Guest nights during February 2019 were down 0.4% from a year ago. The culprit was a 3.2% decline in international guest nights, which outweighed a 2.6% lift in domestic guest nights.
Statistics New Zealand were quick to pin the international guest nights fall on the earlier timing of Chinese New Year this year.
But there is something more at play than just holiday timing.
The whole of summer has been mediocre for the commercial accommodation sector.
International guest nights in each of December and January were also down on the year before.
Cumulatively across the three months to February, international guest nights fell 1.8% from a year ago.
Occupancy rates this summer were at their lowest level in three years.
Slower growth isn’t the same as less visitors
The other reason Statistics New Zealand gave for commercial accommodation’s woes was slower growth in international visitor arrivals.

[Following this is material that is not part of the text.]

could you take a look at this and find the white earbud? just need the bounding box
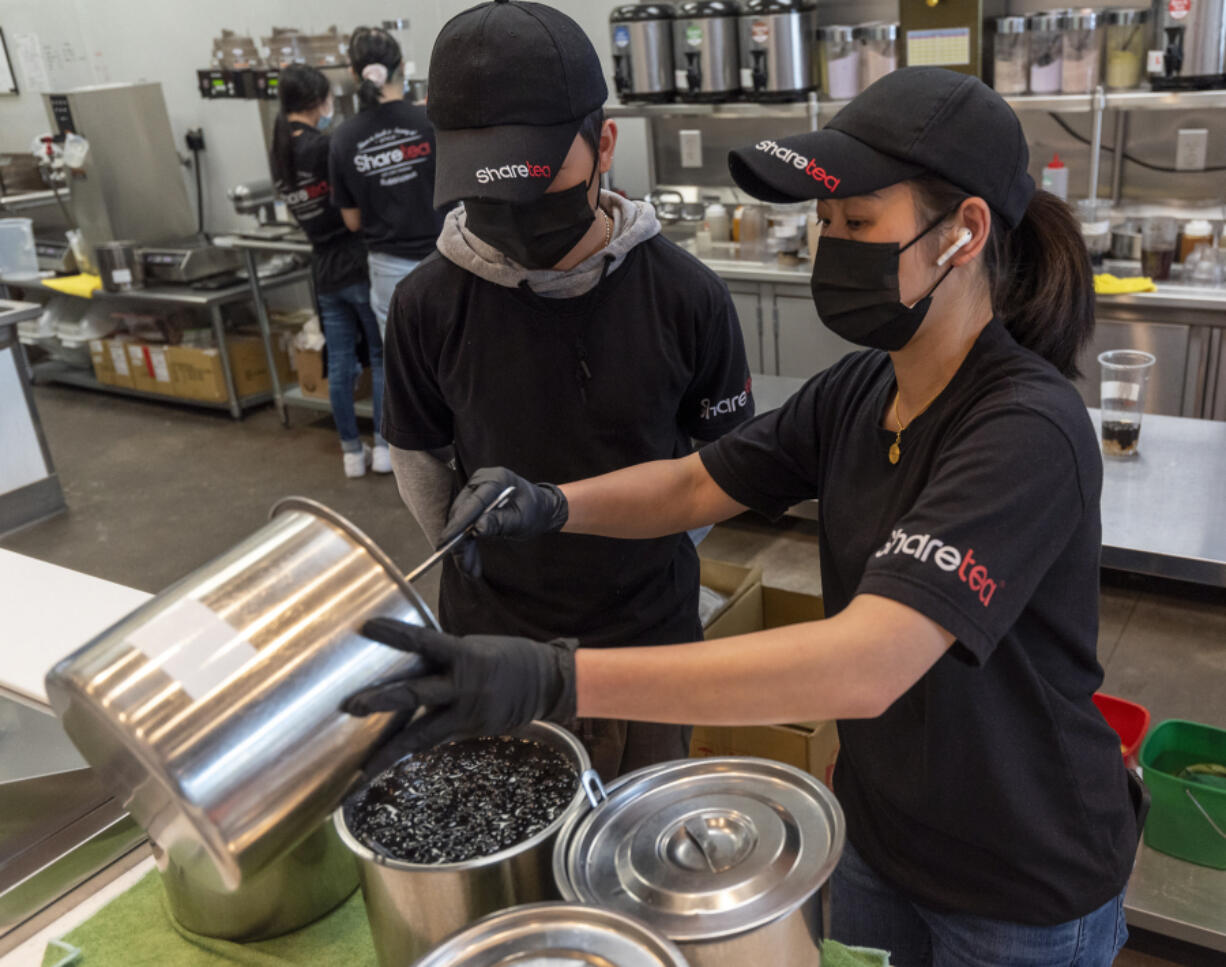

But again this logic does not make sense.
Slower growth in visitor arrivals is not the same as less visitors.
It just means that there were only a handful of extra people who came to visit this summer compared to last.
To be precise, 1.35m visitors arrived in New Zealand during Summer 2018/19 compared to 1.32m in Summer 2017/18.
The tapering of visitor arrivals growth to a trickle should have merely begun capping growth in guest nights, not pulled them back sharply.
Visitors just want to sleep differently
What’s really at play is a losing of market share.
Visitors are staying elsewhere.
And before you point the finger squarely at freedom-camping backpackers, think again.
Airbnb and other modes of private accommodation are where the answer lies.
Private accommodation’s rise has been happening for years, but the commercial accommodation’s falling market share has to date been masked by the relentless pace of overall growth in the tourism sector.
Now that tourism activity is plateauing, commercial accommodation’s Achilles’ heel has finally been exposed.
Ultimately, we are not in the death knell for hotels. But we are in a situation where they need to rethink their business model.
The peer-to-peer private accommodation movement is to hotels, what the online shopping revolution has been to bricks and mortar retailers.
I hate to say I told you so
Many visitors are demanding different experiences to what has always been.
Visitors are speaking with their wallets and are satisfied with what they are finding privately.
And the biggest irony for me is that the industry has misread its own tea leaves.
MBIE’s International Visitor Experience report showed way back in 2017 that visitors were more satisfied with hosted accommodation and rented property than they were with hotels and motels.
Just check out this chart if you don’t believe me.
Last time I made this call, the industry shot me down.
I hate to say I told you so. But perhaps it is finally time for the tourism industry to take private accommodation seriously.
Get on the blower and extend that olive branch to the (not so) new kids on the block in the accommodation sector.